There are many steps left to take in order to unlock the potential of the data goldmine, on which cities are perched, for the good of their citizens. There must be more involvement from civic, scientific and creative local communities. The data must be made easier to understand. We must try to go beyond “big data” towards “open big data”. We must also explore those data repositories which are in private hands (the vast majority). And finally, we must try to connect citizen participation initiatives with this newly-created knowledge, as cities are not decided from the top nor bottom, but in cooperation.

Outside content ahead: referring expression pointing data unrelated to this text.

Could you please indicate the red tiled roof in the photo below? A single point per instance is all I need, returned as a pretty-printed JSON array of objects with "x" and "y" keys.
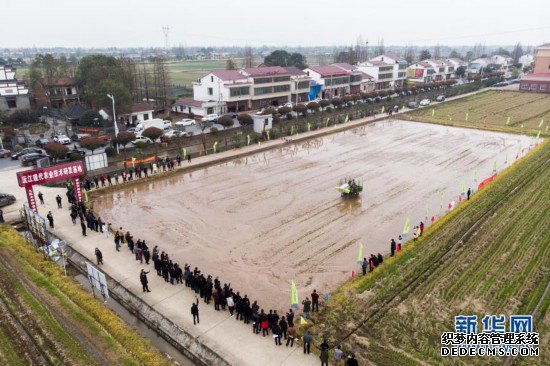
[
  {"x": 379, "y": 63},
  {"x": 142, "y": 107},
  {"x": 189, "y": 102},
  {"x": 61, "y": 81},
  {"x": 228, "y": 75},
  {"x": 537, "y": 76},
  {"x": 266, "y": 71},
  {"x": 344, "y": 65},
  {"x": 294, "y": 71},
  {"x": 328, "y": 70}
]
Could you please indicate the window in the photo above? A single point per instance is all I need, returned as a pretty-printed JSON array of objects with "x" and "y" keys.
[
  {"x": 234, "y": 92},
  {"x": 281, "y": 88}
]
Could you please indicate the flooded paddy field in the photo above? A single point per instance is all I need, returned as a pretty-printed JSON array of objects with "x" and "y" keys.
[{"x": 264, "y": 220}]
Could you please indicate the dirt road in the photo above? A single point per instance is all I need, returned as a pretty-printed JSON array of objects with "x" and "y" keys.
[{"x": 261, "y": 221}]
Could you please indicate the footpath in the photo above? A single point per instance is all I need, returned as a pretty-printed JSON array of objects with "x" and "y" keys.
[{"x": 229, "y": 338}]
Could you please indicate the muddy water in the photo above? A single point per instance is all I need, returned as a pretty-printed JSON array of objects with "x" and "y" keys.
[{"x": 264, "y": 220}]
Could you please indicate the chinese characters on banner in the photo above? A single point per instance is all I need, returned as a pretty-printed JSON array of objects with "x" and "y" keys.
[{"x": 29, "y": 178}]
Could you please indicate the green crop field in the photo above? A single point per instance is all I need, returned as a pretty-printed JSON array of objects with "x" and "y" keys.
[
  {"x": 492, "y": 110},
  {"x": 491, "y": 255}
]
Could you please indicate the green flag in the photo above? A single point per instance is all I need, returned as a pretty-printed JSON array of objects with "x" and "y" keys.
[
  {"x": 407, "y": 226},
  {"x": 293, "y": 295}
]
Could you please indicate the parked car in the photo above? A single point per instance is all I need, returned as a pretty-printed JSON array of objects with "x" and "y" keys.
[
  {"x": 144, "y": 139},
  {"x": 80, "y": 136},
  {"x": 425, "y": 102},
  {"x": 25, "y": 151},
  {"x": 4, "y": 153},
  {"x": 62, "y": 139},
  {"x": 41, "y": 142},
  {"x": 30, "y": 159},
  {"x": 6, "y": 199},
  {"x": 185, "y": 122},
  {"x": 210, "y": 118}
]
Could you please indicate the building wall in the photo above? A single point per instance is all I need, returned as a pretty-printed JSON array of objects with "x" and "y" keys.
[{"x": 22, "y": 102}]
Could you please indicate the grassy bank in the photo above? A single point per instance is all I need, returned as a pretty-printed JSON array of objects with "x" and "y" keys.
[
  {"x": 503, "y": 111},
  {"x": 82, "y": 332},
  {"x": 488, "y": 256}
]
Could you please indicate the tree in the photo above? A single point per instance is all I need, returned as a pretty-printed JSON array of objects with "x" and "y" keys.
[
  {"x": 123, "y": 138},
  {"x": 245, "y": 119},
  {"x": 225, "y": 121},
  {"x": 123, "y": 98},
  {"x": 153, "y": 133},
  {"x": 409, "y": 55},
  {"x": 248, "y": 57},
  {"x": 283, "y": 58},
  {"x": 92, "y": 143},
  {"x": 313, "y": 106},
  {"x": 424, "y": 55},
  {"x": 56, "y": 150},
  {"x": 460, "y": 71},
  {"x": 91, "y": 118},
  {"x": 300, "y": 109},
  {"x": 230, "y": 64}
]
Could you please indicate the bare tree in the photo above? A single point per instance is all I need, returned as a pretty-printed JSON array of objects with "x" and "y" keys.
[{"x": 248, "y": 57}]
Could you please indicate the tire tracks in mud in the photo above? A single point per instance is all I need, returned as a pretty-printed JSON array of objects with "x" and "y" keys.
[{"x": 412, "y": 284}]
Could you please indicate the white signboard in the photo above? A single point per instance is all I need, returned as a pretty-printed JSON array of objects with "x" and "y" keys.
[
  {"x": 97, "y": 280},
  {"x": 96, "y": 161}
]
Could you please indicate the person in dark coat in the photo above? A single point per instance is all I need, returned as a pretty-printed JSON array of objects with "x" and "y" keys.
[
  {"x": 195, "y": 311},
  {"x": 144, "y": 281},
  {"x": 99, "y": 256}
]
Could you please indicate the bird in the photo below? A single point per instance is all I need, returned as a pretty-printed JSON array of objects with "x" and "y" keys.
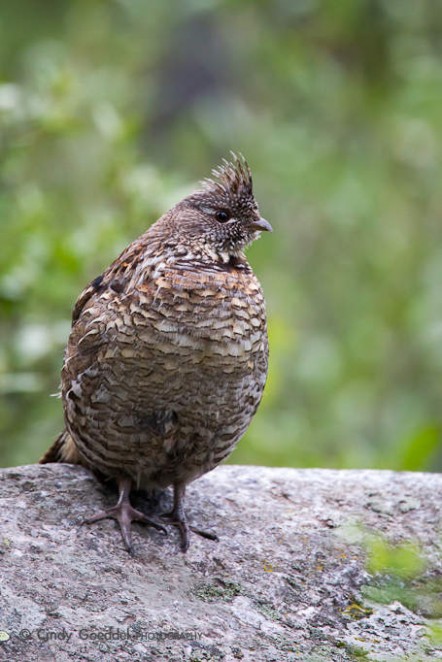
[{"x": 167, "y": 356}]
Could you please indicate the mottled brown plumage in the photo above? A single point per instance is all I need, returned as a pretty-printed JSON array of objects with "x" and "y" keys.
[{"x": 167, "y": 358}]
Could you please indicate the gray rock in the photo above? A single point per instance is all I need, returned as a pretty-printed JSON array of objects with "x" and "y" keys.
[{"x": 289, "y": 578}]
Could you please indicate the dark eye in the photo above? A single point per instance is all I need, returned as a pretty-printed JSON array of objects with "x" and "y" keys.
[{"x": 222, "y": 215}]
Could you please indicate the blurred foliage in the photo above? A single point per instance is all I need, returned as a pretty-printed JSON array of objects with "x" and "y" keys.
[
  {"x": 111, "y": 110},
  {"x": 400, "y": 572}
]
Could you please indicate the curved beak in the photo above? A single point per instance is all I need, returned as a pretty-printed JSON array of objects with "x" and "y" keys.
[{"x": 261, "y": 225}]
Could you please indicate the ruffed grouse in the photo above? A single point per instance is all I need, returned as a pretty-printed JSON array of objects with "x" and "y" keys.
[{"x": 167, "y": 357}]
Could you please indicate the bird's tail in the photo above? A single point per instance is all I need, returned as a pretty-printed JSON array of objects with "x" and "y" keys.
[{"x": 62, "y": 450}]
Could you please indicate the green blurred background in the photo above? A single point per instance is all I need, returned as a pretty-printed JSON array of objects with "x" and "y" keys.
[{"x": 112, "y": 110}]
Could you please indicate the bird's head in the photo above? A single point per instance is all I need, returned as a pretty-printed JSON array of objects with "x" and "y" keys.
[{"x": 223, "y": 217}]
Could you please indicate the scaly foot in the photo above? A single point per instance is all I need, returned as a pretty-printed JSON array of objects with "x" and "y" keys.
[{"x": 124, "y": 513}]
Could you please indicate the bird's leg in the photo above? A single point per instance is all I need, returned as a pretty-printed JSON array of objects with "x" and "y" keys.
[
  {"x": 179, "y": 519},
  {"x": 124, "y": 513}
]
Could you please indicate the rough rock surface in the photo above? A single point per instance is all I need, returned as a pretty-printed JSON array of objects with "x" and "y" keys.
[{"x": 285, "y": 581}]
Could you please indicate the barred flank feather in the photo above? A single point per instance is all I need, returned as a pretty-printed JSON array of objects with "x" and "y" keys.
[{"x": 62, "y": 450}]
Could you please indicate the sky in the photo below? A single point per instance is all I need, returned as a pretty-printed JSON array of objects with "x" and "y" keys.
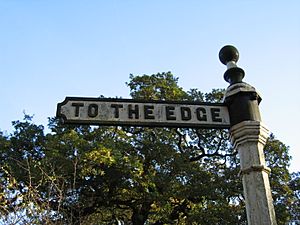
[{"x": 53, "y": 49}]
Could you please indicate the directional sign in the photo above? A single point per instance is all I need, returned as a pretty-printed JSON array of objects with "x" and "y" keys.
[{"x": 109, "y": 111}]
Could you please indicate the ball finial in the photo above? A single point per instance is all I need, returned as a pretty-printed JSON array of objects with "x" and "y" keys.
[{"x": 228, "y": 54}]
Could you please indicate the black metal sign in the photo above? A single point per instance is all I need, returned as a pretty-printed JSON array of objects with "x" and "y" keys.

This week, we launched the “Ojo al Dato. Esto se mueve” program at the Open Urban Lab, aiming in some of the following directions: at the last Ideathon 100ideasZGZ on mobility we launched an innovation program to shed new light on the functioning of the city using data from vehicles, pedestrians, cyclists, urban transport users and ATM and store transactions. Apps, gadgets, visuals, videos, all formats were accepted for the challenge. Furthermore, two 20-hour courses on training for analytics and visualization of data for all types of possible candidates are available within the programme.
And our work this last year in Zaragoza as the coordinators of Eurocities is also headed in the same direction – to forward Data People Cities, in which the value of urban data is recognized as a benefit for all. The town councils act as mediators here between different urban innovation agents, each citizen having the final say in their own data and privacy.
Going back to situationists, their first magazine issue had an editorial entitled; “The bitter victory of surrealism”. The article justifies the start of this new movement, noting that capitalism had appropriated the surrealist techniques (e.g. brainstorming, or tools for suggestion such as subliminal advertising) to ensure the continuance of a consumerist society. The phenomenon of a dominating culture absorbing and banalizing the pioneer is not a new one. Works of the situationists have been manifested in ephemeral urbanism, from projects like “Resurrection city” by Martin Luther King Jr. to Madrid’s “Campo de Cebada”, the breeding ground of the 15M movement. As we have seen, smartphones, geolocation and data analytics are starting to make urban psychogeography a reality in the present day. If city and town councils do not take that step forward, it will be, yet again, the big corporations who will plan urban areas at their own will through information generated by these new psychogeographic techniques. If this were to be the case, the victory of situationists would be just as bitter as the victory of their surrealist grandparents decades earlier.